# Mapping protein dynamics and their origin at biomaterial surfaces in vivo

> **NIH NIH R21** · UNIVERSITY OF COLORADO · 2021 · $167,473

## Abstract

Therapies to repair or regenerate damage to the musculoskeletal system often involve the implantation of
synthetic materials to stabilize tissues or promote regrowth. However, synthetic materials induce a foreign body
response (FBR), which can lead to adverse outcomes.
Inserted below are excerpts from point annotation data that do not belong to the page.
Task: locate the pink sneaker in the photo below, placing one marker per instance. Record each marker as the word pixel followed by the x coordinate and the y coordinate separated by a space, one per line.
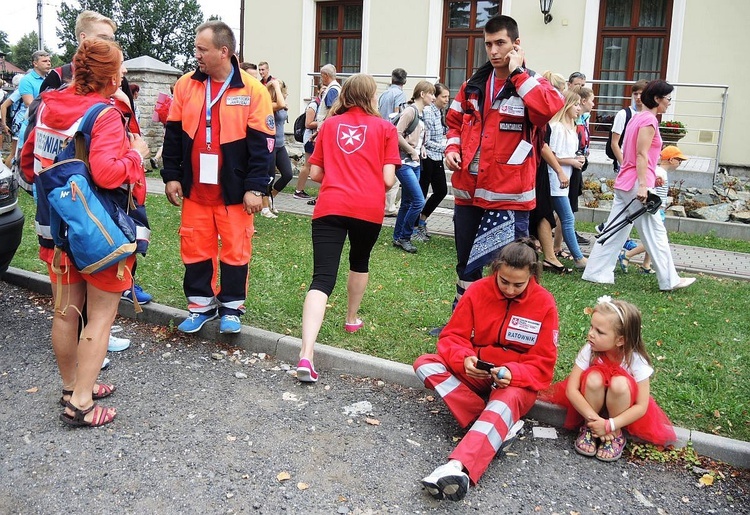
pixel 353 328
pixel 306 372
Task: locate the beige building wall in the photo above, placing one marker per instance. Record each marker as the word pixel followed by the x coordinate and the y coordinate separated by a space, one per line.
pixel 703 49
pixel 712 52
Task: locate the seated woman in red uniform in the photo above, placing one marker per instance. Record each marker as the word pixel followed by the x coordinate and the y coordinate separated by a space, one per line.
pixel 355 160
pixel 114 160
pixel 497 351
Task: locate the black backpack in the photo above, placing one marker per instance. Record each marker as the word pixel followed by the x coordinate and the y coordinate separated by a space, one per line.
pixel 608 148
pixel 412 125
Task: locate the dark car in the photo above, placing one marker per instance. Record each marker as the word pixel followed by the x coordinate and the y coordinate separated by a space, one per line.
pixel 11 218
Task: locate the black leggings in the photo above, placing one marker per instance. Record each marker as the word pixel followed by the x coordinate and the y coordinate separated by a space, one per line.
pixel 433 173
pixel 328 235
pixel 281 161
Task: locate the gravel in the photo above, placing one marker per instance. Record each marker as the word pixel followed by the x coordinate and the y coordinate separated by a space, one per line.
pixel 202 428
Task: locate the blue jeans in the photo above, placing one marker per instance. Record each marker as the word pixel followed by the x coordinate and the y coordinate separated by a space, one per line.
pixel 412 202
pixel 561 205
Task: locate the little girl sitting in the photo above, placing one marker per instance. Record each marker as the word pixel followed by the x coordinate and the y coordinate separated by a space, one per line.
pixel 609 385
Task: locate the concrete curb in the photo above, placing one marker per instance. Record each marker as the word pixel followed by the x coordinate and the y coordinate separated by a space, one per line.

Our ability to design effective therapeutic strategies to
mitigate the FBR is hampered by an incomplete understanding of the molecular mechanisms that trigger the
FBR. The current dogma of the FBR assumes that serum proteins adsorb to biomaterial surfaces and unfold,
leading to irreversible adsorption and creating damage-associated molecular patterns (DAMPs) that initiate
inflammation. Our recent studies suggest that this view is insufficient and instead that proteins interact with
surfaces dynamically and that DAMPs may arise from multiple different sources. To this end, this proposal aims
to test the hypothesis that the adsorption of proteins onto implanted biomaterials is dynamic (turning over
continually and changing in time), and that the FBR is maintained by DAMPs derived from serum and by the
continuous generation of DAMPs that are produced by recruited myeloid cells. Two specific aims were developed
to test this hypothesis. Specific Aim #1 will determine the identity of surface-adsorbed proteins over time
in the FBR using bioorthogonal tagging. This aim will incorporate the methionine (Met) analog
azidohomoalanine to ubiquitously tag newly synthesized proteins at different times during the FBR in wildtype
mice with implants. The tagged and untagged newly synthesized proteins will be quantified and the proteins
identified with LC-MS/MS to determine the transient nature of the surface-adsorbed proteins. Specific Aim #2
will determine the origin of surface-adsorbed proteins and their identity in the FBR using cell-specific
bioorthogonal tagging. This aim will use a recently created mouse line that has a point mutation in methionyl-
tRNA synthetase (MetRS*) that enables cell-specific loading (via Cre drivers) of the Met analog azidonorleucine
into newly synthesized proteins. Albumin-Cre and LysM-Cre drivers will be used to determine the origin of the
adsorbed proteins from serum and myeloid cells, respectively. When combined with LC-MS/MS, the identity of
the adsorbed proteins from each source will also be determined. Each aim will investigate silicone as a model
implant, having a surface chemistry that is either hydrophobic (native surface) or hydrophilic (plasma-treated),
to study the role of hydrophobicity on the dynamics of surface-adsorbed proteins. In addition, a subset of proteins
from the LC-MS/MS results will be tested for their ability to activate macrophages in vitro and act as DAMPs. In
summary, this exploratory project will utilize recently developed in vivo protein labeling techniques to answer
fundamental questions about the events that trigger the FBR. Through this understanding, this project will
generate new hypotheses and inform the rational design of biomate...

## Key facts

- **NIH application ID:** 10206869
- **Project number:** 1R21AR079154-01
- **Recipient organization:** UNIVERSITY OF COLORADO
- **Principal Investigator:** Stephanie J Bryant
- **Activity code:** R21 (R01, R21, SBIR, etc.)
- **Funding institute:** NIH
- **Fiscal year:** 2021
- **Award amount:** $167,473
- **Award type:** 1
- **Project period:** 2021-04-01 → 2023-03-31

## Primary source

NIH RePORTER: https://reporter.nih.gov/project-details/10206869

## Citation

> US National Institutes of Health, RePORTER application 10206869, Mapping protein dynamics and their origin at biomaterial surfaces in vivo (1R21AR079154-01). Retrieved via AI Analytics 2026-05-23 from https://api.ai-analytics.org/grant/nih/10206869. Licensed CC0.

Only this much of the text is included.